Study Shows Evangelicals Not Engaged (Yet) in Election Season

Study Shows Evangelicals Not Engaged (Yet) in Election Season

The latest research by Barna Group shows evangelicals not engaging in election cycle as much as in past election and part of that is attributed to media distrust. 

The latest research by Barna Group shows evangelicals not engaging in election cycle as much as in past election and part of that is attributed to media distrust. 

Latest research from the Barna Group shows evangelical Christians least likely to engage in this election cycle. According to the study only one out of five evangelicals said they were following news about the campaign very closely. Voters who associate with non-Christian faiths (i.e. Judaism, Islam and Buddhism) reported the highest level of engagement: 41% were following campaign news very closely. 
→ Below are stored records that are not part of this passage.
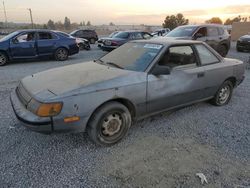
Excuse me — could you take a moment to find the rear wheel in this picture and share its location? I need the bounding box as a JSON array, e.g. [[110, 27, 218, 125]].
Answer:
[[55, 48, 69, 61], [87, 102, 132, 146], [0, 52, 8, 66], [211, 80, 233, 106], [218, 45, 228, 57]]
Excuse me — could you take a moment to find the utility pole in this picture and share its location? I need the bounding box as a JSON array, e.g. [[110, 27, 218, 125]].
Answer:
[[3, 1, 8, 28], [28, 8, 34, 29]]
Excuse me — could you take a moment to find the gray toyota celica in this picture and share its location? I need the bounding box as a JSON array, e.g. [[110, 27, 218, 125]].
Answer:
[[11, 38, 244, 146]]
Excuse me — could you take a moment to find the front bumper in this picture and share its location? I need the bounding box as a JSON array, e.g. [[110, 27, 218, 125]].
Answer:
[[10, 90, 53, 133], [10, 90, 90, 134]]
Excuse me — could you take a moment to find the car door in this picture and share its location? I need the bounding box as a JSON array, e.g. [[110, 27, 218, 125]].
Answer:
[[206, 26, 220, 50], [195, 44, 229, 98], [37, 31, 59, 56], [147, 45, 204, 113], [10, 32, 37, 59]]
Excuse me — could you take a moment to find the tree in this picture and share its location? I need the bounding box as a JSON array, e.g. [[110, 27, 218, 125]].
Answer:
[[224, 15, 241, 25], [162, 13, 189, 30], [47, 20, 56, 29], [64, 16, 71, 30], [86, 21, 91, 26], [109, 22, 115, 26], [206, 17, 223, 24]]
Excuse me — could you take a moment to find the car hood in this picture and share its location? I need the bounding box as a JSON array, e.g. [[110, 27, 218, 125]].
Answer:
[[21, 62, 143, 99]]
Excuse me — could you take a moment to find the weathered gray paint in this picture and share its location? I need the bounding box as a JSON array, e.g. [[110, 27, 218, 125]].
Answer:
[[12, 39, 244, 134]]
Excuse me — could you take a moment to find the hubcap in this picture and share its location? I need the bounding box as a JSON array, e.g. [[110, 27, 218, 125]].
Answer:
[[0, 54, 6, 65], [57, 49, 67, 59], [102, 113, 122, 136], [219, 86, 230, 104]]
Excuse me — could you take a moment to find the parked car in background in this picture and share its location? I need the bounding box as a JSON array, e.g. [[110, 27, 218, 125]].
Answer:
[[165, 24, 231, 57], [97, 31, 120, 47], [11, 38, 245, 146], [55, 31, 91, 50], [0, 30, 79, 65], [151, 28, 170, 36], [100, 31, 153, 51], [236, 34, 250, 52], [70, 29, 98, 44]]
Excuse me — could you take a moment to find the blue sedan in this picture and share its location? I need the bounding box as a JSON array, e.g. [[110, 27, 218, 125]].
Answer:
[[0, 30, 79, 66]]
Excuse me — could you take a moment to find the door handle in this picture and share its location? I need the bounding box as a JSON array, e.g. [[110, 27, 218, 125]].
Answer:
[[197, 72, 205, 78]]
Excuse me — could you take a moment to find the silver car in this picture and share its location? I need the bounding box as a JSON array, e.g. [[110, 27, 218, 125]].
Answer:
[[11, 38, 244, 146]]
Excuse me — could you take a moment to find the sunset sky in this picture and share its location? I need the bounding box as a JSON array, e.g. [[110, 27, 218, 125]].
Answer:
[[0, 0, 250, 25]]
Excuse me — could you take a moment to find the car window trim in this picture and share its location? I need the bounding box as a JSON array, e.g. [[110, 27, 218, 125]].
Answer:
[[148, 43, 199, 74], [194, 43, 222, 67], [10, 31, 37, 44], [37, 31, 59, 41]]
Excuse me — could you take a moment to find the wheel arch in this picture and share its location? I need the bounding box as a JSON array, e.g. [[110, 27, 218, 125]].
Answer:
[[87, 98, 136, 126], [0, 50, 10, 61], [224, 76, 237, 87]]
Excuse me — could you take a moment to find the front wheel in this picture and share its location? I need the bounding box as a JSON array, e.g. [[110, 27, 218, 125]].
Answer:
[[211, 80, 233, 106], [87, 102, 132, 146], [55, 48, 69, 61], [0, 52, 8, 66]]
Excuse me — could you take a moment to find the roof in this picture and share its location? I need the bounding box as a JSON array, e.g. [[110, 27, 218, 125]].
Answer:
[[133, 37, 203, 46], [179, 24, 224, 27]]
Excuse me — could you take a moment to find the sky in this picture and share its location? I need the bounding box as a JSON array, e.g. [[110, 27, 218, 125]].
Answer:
[[0, 0, 250, 25]]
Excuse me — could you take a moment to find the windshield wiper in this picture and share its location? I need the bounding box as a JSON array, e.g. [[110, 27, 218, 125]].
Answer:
[[106, 62, 124, 69]]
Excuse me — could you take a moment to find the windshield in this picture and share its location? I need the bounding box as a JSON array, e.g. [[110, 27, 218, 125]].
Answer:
[[56, 31, 71, 37], [100, 42, 163, 72], [166, 26, 197, 37], [112, 32, 129, 39], [0, 31, 19, 41]]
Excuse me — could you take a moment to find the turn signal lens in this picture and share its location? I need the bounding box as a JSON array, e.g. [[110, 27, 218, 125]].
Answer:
[[36, 103, 62, 117]]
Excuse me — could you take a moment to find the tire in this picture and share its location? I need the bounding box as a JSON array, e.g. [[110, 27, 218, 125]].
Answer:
[[218, 45, 228, 57], [87, 102, 132, 146], [89, 38, 95, 44], [236, 46, 243, 52], [0, 52, 8, 66], [211, 80, 233, 106], [55, 48, 69, 61], [78, 43, 84, 50]]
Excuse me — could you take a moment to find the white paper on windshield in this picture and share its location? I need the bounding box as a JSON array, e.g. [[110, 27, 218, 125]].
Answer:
[[144, 44, 162, 50]]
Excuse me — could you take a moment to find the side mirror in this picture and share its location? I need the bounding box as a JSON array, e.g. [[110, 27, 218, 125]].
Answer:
[[12, 38, 18, 44], [194, 33, 204, 40], [151, 65, 171, 76]]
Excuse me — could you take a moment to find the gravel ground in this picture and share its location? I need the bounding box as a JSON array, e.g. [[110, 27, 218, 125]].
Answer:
[[0, 44, 250, 188]]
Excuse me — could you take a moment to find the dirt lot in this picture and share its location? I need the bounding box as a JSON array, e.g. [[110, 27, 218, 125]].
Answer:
[[0, 43, 250, 188]]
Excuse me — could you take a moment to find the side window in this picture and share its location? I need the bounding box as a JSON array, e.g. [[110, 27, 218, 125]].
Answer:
[[142, 33, 152, 39], [15, 32, 35, 42], [38, 32, 53, 40], [158, 46, 196, 68], [75, 31, 83, 37], [207, 27, 219, 37], [218, 27, 225, 35], [195, 44, 219, 65], [195, 27, 207, 37]]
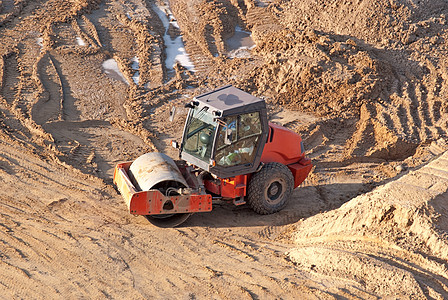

The study also reveals an growing inherit mistrust in the truth and integrity of mainstream media outlets among millenials that appears to be affecting the trends. According to Barna Group's research, 51% argues that the media’s handling of the campaign is either completely or mostly unfair and subjective. 

What to Do

George Barna, special analyst for the 2016 election stated the election season thus far has been full of surprises thus far and expects that the intensity of focus among evangelicals to climb significantly as the field has narrowed down to two likely contenders, Hillary Clinton and Donald Trump. 

"They (Evangelicals) admit this is a highly important election for the fate of the nation. They consistently strive to influence the direction of the nation. And the combination of evangelicals who are watching the unfolding of the race either very or somewhat closely is as high or higher than that of any segment. They are conscious of what is happening but not yet fully focused. We expect to see their attentiveness climb substantially over the next few months.”

Barna Group conducted research using an online poll, a nationally representative sample of adults 18 and older. A total of 869 registered voters participated in the survey from January 28 through February 4, 2016. The estimated maximum sampling error for this study is plus or minus 3.9 percentage points at the 95-percent confidence level.